Many athletes in the various major leagues excel at more than one sport. For example, basketball star Dave DeBusschere of the Detroit Pistons and New York Knicks also payed major-league baseball with the Chicago White Sox. Jackie Robinson was a college All-American football player in addition to becoming the major league’s first black baseball player. No one, however, was as versatile as Lionel “Big Train” Conacher, who played in the National Hockey League for several years.
Lionel was an outstanding baseball player with the old Toronto Maple Leafs of the Triple-A International League. Ty Cobb once watched him play and said he could make it into the big leagues. In addition, Conacher was the Canadian light-heavyweight boxing champion and once sparred a couple of rounds with Jack Dempsey. Big Train also played pro football with the Toronto Argonauts. And he was a dandy lacrosse player.
As a young man Conacher was constantly busy with athletics. Once he played a baseball game and tripled home the winning run. Then he raced to the other side of town to play in a lacrosse match. When he arrived, the game was already in progress and his team was losing, 3-0. Conacher put on a uniform and joined the action.
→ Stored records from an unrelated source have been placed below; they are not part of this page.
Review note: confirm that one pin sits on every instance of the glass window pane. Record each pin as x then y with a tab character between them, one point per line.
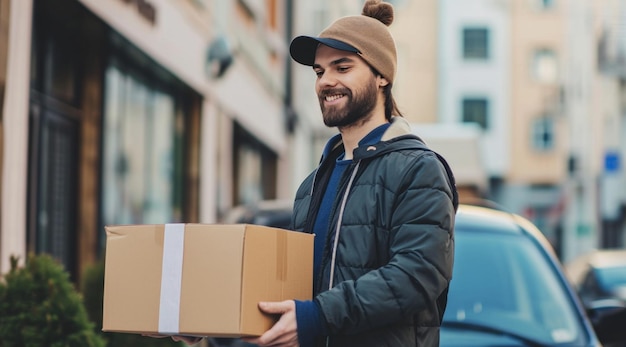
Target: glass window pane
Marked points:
476	110
138	167
475	43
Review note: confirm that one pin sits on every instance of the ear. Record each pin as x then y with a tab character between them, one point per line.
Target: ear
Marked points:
382	82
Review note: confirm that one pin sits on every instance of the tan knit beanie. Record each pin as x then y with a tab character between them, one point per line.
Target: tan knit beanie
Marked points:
367	35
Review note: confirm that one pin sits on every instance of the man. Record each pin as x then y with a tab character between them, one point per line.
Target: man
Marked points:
381	204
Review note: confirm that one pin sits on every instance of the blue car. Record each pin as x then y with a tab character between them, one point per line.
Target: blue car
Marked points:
508	287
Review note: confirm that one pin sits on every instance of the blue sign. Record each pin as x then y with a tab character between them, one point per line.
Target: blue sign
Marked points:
611	162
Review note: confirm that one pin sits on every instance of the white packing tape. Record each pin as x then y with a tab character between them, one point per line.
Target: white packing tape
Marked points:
171	278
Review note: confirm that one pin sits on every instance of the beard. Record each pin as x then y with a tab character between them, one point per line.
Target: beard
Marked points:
358	107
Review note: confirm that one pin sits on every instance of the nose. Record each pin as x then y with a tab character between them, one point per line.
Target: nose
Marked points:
326	79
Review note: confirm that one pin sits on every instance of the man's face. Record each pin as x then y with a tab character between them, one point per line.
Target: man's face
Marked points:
346	87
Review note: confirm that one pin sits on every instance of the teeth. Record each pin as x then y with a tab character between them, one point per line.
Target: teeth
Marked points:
333	97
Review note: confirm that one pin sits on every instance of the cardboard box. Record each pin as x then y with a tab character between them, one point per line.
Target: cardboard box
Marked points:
201	279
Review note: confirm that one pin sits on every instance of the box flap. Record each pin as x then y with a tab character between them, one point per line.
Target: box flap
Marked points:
131	255
210	300
281	252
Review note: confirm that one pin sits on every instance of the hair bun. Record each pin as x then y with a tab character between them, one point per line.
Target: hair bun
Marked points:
383	11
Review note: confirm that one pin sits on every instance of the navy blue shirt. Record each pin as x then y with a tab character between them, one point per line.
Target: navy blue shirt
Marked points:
310	324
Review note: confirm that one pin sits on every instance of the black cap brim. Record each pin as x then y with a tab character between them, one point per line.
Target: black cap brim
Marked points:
303	48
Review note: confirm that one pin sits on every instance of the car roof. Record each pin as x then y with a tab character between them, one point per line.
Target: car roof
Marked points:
486	219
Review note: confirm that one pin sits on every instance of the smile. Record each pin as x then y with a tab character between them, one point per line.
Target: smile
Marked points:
330	98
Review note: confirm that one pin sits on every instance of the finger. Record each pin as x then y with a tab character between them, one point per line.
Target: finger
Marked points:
274	307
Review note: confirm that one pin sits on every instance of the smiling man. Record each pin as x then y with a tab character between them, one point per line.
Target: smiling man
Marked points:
381	204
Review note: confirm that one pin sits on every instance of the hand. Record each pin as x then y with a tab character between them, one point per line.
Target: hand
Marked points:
284	333
189	340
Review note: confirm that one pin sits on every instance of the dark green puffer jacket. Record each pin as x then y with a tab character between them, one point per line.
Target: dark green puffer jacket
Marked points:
395	244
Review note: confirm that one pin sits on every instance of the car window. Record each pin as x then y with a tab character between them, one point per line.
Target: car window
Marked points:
504	281
612	277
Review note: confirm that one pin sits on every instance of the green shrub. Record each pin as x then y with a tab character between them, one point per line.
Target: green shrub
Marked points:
39	306
92	287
He scored four goals, got an assist for another, and his team won.
Because his family was too poor to buy skates, Big Train didn’t learn to skate until he was sixteen years old. Only six years later he became a pro hockey player.
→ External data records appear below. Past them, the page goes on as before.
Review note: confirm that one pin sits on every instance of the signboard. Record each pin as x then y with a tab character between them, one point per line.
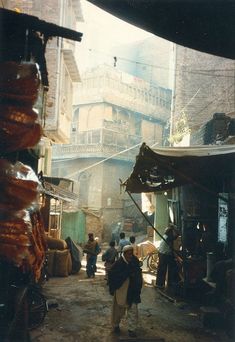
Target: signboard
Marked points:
223	217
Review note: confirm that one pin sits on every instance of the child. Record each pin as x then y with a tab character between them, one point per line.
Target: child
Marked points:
135	246
109	256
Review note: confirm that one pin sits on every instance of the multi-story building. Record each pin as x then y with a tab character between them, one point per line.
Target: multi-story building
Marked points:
204	85
114	113
148	59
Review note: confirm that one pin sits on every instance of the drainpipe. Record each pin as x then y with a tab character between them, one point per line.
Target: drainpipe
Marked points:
173	89
58	68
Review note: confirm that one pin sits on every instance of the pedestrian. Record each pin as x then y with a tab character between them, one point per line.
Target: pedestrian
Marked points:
166	258
134	245
91	249
122	242
109	257
97	251
125	283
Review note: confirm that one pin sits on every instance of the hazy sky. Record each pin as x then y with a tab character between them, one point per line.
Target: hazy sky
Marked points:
101	31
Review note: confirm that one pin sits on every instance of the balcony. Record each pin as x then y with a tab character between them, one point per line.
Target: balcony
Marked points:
100	143
154	102
68	49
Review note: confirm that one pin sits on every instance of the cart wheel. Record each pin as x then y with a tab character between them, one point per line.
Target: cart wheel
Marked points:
37	308
152	261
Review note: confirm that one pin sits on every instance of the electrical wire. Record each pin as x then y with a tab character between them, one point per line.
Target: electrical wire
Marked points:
203	72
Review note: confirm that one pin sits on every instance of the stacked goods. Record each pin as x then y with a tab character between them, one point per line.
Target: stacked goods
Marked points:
19	85
22	239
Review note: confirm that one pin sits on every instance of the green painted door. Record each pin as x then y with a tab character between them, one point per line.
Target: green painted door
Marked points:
73	225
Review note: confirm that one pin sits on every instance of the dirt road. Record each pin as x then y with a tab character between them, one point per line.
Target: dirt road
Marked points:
83	307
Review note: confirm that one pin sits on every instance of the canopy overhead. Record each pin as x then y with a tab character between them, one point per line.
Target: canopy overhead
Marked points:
204	25
166	168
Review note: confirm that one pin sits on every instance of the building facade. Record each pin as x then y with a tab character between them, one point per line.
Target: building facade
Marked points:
204	84
113	113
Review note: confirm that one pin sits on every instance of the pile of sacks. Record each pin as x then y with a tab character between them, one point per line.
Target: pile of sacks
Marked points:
63	257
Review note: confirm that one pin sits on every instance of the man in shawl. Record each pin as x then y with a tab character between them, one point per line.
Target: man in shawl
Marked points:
125	283
91	249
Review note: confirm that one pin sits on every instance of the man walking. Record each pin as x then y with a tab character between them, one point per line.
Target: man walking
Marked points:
91	249
125	283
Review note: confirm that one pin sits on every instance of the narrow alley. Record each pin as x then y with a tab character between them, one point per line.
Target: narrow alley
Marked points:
79	310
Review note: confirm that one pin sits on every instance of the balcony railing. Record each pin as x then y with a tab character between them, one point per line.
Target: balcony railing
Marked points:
100	143
154	102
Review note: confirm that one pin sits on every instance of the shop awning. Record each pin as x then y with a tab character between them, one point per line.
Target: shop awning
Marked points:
204	25
166	168
58	192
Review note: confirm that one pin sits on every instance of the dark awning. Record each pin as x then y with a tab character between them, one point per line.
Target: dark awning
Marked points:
166	168
204	25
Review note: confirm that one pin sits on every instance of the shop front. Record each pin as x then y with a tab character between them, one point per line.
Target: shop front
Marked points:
194	189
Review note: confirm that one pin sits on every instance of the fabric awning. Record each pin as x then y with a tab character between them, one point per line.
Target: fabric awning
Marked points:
166	168
204	25
58	192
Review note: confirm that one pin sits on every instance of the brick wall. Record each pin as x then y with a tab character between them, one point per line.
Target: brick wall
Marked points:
204	86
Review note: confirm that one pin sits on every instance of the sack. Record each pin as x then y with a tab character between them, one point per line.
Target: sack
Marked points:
97	249
104	257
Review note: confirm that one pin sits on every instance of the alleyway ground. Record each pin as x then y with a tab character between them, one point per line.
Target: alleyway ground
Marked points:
83	314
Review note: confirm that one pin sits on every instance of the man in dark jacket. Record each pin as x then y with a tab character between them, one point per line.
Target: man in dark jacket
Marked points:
125	283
From The Giant Book of More Strange But True Sports Stories by Howard Liss. Illustrations by Joe Mathieu.
Conacher went into politics after retiring from sports and went after corruption in boxing–which, being a former champion, he probably knew a lot about. He died from a massive heart attack playing in the annual Parliament baseball game, the day before his daughter’s college graduation.
To be fair, aren’t hockey and boxing the same thing other than sticks & skates?